Incorporar à economia cerca de 1 milhão de famílias que vivem em minifúndios de agricultura de subsistência oferecendo-lhes assessoria técnica e crédito público subsidiado. A partir daí, elas poderão ter renda, gerando efeito multiplicador na comunidade local.
Priorizar, ao fazer novos assentamentos, a proximidade com as cidades médias do interior, que podem ser a base tanto para polos regionais como para oferta de serviços vinculados à atividade rural.

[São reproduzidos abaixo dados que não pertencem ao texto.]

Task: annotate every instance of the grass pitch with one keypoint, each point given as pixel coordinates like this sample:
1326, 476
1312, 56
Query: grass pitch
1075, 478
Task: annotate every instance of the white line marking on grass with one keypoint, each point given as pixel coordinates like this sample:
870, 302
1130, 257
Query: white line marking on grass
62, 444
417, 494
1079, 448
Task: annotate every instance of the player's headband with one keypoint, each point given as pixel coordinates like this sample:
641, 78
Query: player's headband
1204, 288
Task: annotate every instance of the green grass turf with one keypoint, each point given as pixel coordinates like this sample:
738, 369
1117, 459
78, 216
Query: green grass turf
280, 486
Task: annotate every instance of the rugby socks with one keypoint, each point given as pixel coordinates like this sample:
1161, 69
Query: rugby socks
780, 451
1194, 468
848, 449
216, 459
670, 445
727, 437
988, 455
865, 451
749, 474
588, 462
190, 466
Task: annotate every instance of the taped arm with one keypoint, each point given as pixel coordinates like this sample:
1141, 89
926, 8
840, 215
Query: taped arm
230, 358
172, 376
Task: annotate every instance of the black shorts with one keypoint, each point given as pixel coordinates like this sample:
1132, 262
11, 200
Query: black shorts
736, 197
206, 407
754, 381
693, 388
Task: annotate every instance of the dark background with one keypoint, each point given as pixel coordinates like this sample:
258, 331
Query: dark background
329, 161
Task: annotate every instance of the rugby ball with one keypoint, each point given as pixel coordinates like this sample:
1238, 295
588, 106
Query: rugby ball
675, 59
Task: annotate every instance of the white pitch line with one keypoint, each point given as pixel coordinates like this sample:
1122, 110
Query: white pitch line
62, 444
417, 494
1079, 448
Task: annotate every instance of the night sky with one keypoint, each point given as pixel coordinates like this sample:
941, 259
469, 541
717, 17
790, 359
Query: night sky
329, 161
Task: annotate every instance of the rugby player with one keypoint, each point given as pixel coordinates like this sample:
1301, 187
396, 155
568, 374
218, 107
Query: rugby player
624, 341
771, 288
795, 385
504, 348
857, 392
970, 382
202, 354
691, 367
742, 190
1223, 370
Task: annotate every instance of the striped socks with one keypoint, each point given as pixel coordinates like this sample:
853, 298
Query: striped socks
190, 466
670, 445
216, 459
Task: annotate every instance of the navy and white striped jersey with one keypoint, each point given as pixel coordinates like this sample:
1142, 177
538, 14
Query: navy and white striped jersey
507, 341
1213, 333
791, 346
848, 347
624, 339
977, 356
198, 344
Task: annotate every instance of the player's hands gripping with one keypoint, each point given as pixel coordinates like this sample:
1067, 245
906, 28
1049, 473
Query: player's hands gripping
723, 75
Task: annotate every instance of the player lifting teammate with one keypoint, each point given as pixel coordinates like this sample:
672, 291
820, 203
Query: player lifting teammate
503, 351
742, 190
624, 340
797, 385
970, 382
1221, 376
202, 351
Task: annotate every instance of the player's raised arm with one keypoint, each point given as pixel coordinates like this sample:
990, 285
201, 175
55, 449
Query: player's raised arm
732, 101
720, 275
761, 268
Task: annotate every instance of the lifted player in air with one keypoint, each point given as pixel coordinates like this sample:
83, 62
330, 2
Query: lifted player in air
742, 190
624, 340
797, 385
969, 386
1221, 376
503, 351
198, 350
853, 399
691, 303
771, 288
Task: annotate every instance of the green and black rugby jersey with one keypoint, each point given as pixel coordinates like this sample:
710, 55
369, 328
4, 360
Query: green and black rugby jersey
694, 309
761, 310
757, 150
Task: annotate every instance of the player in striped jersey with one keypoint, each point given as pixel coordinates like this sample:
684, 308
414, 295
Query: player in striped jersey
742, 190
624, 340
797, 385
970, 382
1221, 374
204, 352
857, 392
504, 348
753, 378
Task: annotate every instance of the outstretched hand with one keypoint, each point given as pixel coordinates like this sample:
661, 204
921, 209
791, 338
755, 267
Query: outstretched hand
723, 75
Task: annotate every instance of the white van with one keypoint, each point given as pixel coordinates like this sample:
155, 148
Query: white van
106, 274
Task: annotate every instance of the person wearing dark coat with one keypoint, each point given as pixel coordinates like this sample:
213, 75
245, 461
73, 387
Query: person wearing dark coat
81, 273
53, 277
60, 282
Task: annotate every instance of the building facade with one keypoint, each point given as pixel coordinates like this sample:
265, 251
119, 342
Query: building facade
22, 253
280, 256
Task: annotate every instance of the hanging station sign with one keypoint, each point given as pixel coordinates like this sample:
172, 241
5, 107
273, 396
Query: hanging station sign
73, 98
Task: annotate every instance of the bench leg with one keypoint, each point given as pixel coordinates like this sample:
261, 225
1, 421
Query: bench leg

A criação de assentamentos em áreas mais próximas aos centros urbanos e em terras mais economicamente viáveis se daria pela proposta mais ousada do programa de Marina para a reforma agrária. A proposta de retomada da atualização dos indicadores de produtividade, prometido pelos governos Lula por várias vezes, e nunca efetivada. Os índices de produtividade são parâmetros para a desapropriação de terras e estão desatualizados desde os anos setenta. Além da dimensão produtiva, o programa de Marina promete regulamentar a função social em seus aspectos trabalhistas e ambientais e dar um selo para aqueles que cumprem a função social da terra.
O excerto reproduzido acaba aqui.